PURPOSE OF THE STUDY


a. The aim of the study is to know how well equipped the Philippine
Bankruptcy System in helping the business sector to recover in times
of crisis especially as it affects the entire economy.

IV.

CONCLUSION
The enactment of the Philippine Bankruptcy Law presently known
as FRIA has proved to be a major reform promoting a stronger regulatory
protections for the economy. With the effect of having lower bankruptcy
costs, it pushed efficient business entities in continuous existence while
simultaneously encouraging the formation of new businesses and
promoting healthy competition in the economy.
A good insolvency system not only encourages firms to take risks
and innovate but also in keeping viable businesses operating and
preserves the health of the entire economy.
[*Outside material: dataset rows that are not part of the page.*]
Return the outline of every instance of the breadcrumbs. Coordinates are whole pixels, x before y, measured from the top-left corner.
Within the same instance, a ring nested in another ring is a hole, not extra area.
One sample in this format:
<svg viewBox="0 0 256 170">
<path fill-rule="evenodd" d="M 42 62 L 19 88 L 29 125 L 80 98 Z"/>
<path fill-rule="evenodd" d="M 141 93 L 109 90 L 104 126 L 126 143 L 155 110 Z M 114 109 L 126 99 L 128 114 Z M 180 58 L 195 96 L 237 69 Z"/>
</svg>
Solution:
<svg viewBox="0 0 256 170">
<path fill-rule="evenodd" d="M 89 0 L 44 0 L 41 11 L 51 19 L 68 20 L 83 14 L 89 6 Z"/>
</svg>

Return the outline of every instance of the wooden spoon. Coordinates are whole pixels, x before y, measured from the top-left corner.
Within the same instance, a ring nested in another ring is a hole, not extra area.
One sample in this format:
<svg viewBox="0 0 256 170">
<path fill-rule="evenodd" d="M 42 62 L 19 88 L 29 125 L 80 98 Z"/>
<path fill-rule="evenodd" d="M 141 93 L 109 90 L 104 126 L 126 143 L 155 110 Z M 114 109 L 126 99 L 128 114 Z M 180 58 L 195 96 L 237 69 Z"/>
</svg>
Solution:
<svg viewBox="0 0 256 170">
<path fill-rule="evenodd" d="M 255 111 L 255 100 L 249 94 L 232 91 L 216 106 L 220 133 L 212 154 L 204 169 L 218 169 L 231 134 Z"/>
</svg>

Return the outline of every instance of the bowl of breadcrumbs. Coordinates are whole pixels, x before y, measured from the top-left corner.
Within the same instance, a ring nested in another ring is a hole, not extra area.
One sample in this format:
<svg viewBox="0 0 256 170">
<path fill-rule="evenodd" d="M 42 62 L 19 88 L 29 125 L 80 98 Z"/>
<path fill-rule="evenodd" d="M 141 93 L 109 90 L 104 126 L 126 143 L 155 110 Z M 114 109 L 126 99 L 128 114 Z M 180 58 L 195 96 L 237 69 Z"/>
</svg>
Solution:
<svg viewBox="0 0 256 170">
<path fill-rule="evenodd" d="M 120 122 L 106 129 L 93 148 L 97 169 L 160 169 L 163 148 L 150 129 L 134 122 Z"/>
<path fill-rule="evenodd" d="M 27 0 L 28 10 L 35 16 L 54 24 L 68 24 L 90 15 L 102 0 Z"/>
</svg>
The Philippine lawmakers
should continue to provide effective and efficient set of legal reforms as
the economy is continually changing motivated by several factors
especially economic or financial crisis.
Any gaps in the system that were implemented must be duly
assessed to better formulate new policies filling those gaps. With the fastpaced evolution of the global economy, the Philippine insolvency regimes
must adopt and keep abreast with international standards and policies in
order to avoid being outdated and lag behind other countries.